Among the reasons for the latter, as Sonia Shah reports in the 30 August 2005 online version of The Nation, is the reluctance of first-world citizens to volunteer for drug trials. She writes, "On average, every American buys more than ten prescription drugs every year…. [Yet l]ess than one in twenty Americans take part in experimental trials, with half the American public maligning test subjects as 'guinea pigs,' according to a June 2004 Harris Poll. The logical outcome of this 'all gain, no pain' attitude toward modern drugs is for drug companies to shift the burden of experimentation away from Western consumers…." The fact that life is cheap, as it is put, in sub-Saharan Africa is the cause, not the result, of pharmaceutical companies bringing their clinical testing there. (By implication, the makers of The Constant Gardener, unlike the drug companies, do not see African lives as less valuable, but we'll have to take their word for it: there is only one African character who is as much as peripheral to the story and the English villains have more dimensions than he does.)

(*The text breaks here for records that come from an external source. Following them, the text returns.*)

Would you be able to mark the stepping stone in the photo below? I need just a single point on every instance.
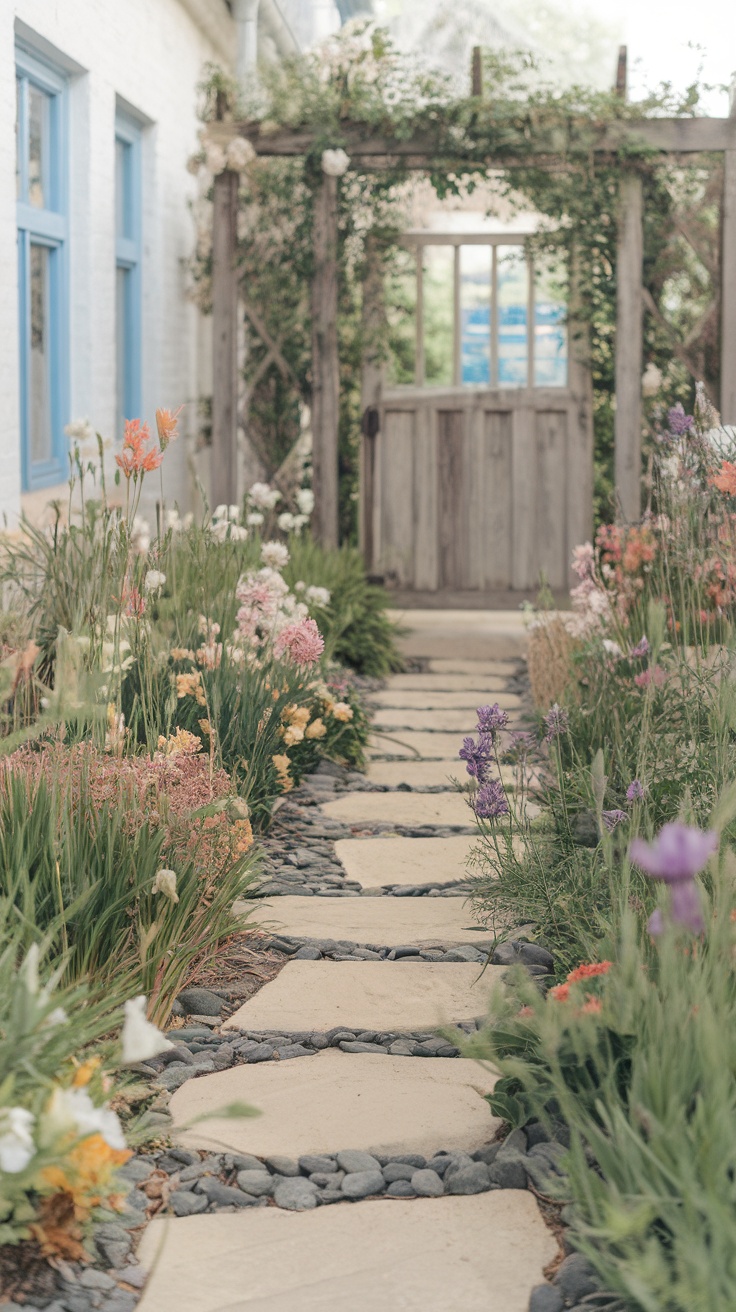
(480, 1254)
(454, 720)
(480, 685)
(409, 744)
(337, 1100)
(370, 995)
(377, 862)
(385, 921)
(445, 701)
(408, 808)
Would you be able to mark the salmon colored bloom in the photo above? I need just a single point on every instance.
(167, 425)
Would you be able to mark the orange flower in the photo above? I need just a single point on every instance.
(589, 971)
(167, 427)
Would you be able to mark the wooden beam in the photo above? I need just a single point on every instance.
(326, 365)
(728, 293)
(223, 461)
(627, 457)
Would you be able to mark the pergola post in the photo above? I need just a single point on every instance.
(223, 463)
(728, 284)
(629, 344)
(326, 365)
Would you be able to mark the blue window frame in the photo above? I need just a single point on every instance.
(42, 225)
(127, 269)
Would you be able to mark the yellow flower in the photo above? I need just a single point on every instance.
(343, 711)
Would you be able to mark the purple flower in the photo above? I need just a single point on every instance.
(476, 756)
(677, 853)
(640, 650)
(491, 719)
(678, 421)
(556, 722)
(491, 802)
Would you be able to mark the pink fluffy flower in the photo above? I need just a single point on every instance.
(302, 643)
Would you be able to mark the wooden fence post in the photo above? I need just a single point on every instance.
(326, 365)
(728, 282)
(223, 463)
(629, 344)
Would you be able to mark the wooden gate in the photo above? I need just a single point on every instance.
(470, 487)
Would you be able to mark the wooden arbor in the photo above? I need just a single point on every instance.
(681, 139)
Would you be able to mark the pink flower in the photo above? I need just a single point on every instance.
(302, 643)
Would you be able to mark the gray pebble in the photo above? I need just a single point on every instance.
(352, 1160)
(295, 1194)
(427, 1184)
(362, 1184)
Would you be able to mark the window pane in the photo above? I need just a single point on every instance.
(400, 312)
(438, 314)
(38, 126)
(550, 328)
(475, 315)
(121, 324)
(40, 373)
(512, 316)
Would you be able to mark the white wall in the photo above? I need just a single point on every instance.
(148, 54)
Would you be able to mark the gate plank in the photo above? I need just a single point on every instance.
(551, 496)
(453, 554)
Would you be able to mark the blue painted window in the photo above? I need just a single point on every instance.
(42, 223)
(127, 269)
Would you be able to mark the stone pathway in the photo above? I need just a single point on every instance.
(385, 954)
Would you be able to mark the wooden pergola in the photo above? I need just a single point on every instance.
(680, 139)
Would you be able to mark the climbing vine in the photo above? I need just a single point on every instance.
(545, 138)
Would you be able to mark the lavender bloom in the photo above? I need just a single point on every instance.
(491, 719)
(556, 722)
(640, 650)
(678, 421)
(476, 756)
(677, 853)
(491, 802)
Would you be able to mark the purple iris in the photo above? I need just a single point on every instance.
(556, 722)
(678, 421)
(677, 854)
(491, 802)
(491, 719)
(476, 756)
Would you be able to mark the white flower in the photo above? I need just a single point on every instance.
(72, 1110)
(239, 154)
(215, 158)
(141, 1039)
(335, 163)
(154, 580)
(16, 1139)
(264, 497)
(165, 883)
(274, 555)
(306, 500)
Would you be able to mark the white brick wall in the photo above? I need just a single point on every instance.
(151, 55)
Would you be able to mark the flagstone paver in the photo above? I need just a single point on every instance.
(368, 995)
(386, 921)
(381, 862)
(337, 1100)
(480, 1254)
(404, 808)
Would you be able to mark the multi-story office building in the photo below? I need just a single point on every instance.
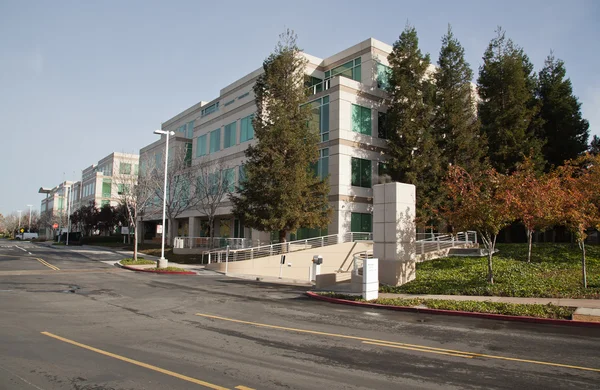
(100, 183)
(347, 91)
(54, 207)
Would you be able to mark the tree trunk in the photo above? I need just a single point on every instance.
(491, 248)
(529, 239)
(584, 273)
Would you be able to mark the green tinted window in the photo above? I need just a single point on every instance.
(361, 119)
(230, 135)
(361, 172)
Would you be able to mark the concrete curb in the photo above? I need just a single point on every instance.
(156, 272)
(502, 317)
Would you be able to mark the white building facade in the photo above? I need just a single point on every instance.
(347, 95)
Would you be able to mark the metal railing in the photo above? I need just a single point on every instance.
(214, 243)
(358, 260)
(429, 242)
(239, 254)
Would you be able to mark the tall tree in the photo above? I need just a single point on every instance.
(456, 123)
(281, 192)
(478, 202)
(594, 147)
(565, 131)
(413, 146)
(508, 108)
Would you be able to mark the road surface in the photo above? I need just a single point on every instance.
(70, 320)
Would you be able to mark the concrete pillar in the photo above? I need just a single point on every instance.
(394, 232)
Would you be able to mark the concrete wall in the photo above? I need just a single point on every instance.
(297, 263)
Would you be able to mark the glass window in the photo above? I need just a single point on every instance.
(230, 135)
(106, 187)
(188, 154)
(361, 222)
(201, 146)
(246, 129)
(350, 69)
(361, 172)
(210, 109)
(241, 176)
(229, 179)
(215, 141)
(322, 166)
(383, 76)
(361, 119)
(319, 119)
(382, 130)
(125, 168)
(190, 130)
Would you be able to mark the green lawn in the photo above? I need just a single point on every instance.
(554, 272)
(512, 309)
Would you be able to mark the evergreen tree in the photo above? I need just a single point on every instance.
(508, 108)
(280, 191)
(566, 132)
(456, 123)
(595, 145)
(413, 148)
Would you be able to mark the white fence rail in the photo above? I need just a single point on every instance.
(429, 242)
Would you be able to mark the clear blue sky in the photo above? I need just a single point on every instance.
(81, 79)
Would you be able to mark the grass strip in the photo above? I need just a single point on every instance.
(512, 309)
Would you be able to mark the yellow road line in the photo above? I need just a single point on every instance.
(389, 343)
(44, 262)
(418, 349)
(47, 264)
(137, 363)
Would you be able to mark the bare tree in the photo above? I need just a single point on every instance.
(135, 194)
(214, 182)
(180, 184)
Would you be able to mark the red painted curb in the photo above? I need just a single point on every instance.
(157, 272)
(503, 317)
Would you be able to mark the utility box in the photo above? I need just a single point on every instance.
(370, 285)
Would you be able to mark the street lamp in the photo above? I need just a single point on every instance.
(162, 262)
(30, 206)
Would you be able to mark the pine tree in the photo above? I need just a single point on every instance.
(413, 148)
(566, 132)
(456, 123)
(508, 108)
(280, 191)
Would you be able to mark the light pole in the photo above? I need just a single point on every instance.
(162, 262)
(19, 228)
(30, 206)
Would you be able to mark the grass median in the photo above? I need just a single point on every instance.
(554, 272)
(512, 309)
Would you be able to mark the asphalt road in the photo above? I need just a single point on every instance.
(69, 320)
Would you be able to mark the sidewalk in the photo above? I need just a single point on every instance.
(589, 303)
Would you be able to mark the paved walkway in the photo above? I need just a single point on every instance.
(589, 303)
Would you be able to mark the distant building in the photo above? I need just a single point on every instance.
(100, 184)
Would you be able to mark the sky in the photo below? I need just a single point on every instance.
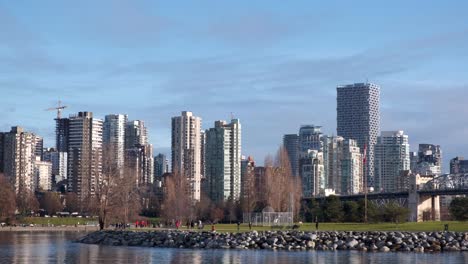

The Constant Gardener does not assess the situation reasonably or make the slightest attempt to understand it from a balanced point of view. Still Le Carré has warned, as Kauffmann quotes, "[B]y comparison with the reality, my story [i]s as tame as a holiday postcard," and, as quoted in this 2 March 2001 Kaiser Foundation Daily HIV/AIDS Report, the actions of drug companies are "far more awful than anything [he's] written about." This is classic conman speak. Why on earth would he omit the most damning information he knew of? Would you write about the Nazi treatment of the Jews and leave out the extermination camps?
Lord of War
Le Carré confined these inane remarks to publicity for the book; writer-director Andrew Niccol incorporates similar sleight-of-tongue into his new movie Lord of War itself. At the end of Lord of War the protagonist Yuri Orlov (Nicolas Cage), an international gun trafficker, is busted and then mysteriously let off the hook thanks to his dark, but unspecified, connections with the U.S. military. Unspecified connections—in other words, Niccol can hint at deep entanglements without providing any evidence whatsoever.
Yuri then goes on to claim in voice-over narration that the current President Bush is the biggest arms dealer in the world, and not only is no evidence provided, it's entirely irrelevant to the narrative, which has been an attempt at ironic romance about a man who gives in to temptation and loses his soul. But among artistic types, hating George Bush is enough to set you up as a political theorist, an intellectual, someone with something important to say. (Le Carré's stint in the British Foreign Service during the Cold War at least gave him a basis in actual experience for his earlier spy books.) It's certainly good enough for Niccol to use as a finish, giving Lord of War the most arbitrary, "provocative," all-talk ending since Chaplin's Monsieur Verdoux (without having given us the pleasure of watching Martha Raye.)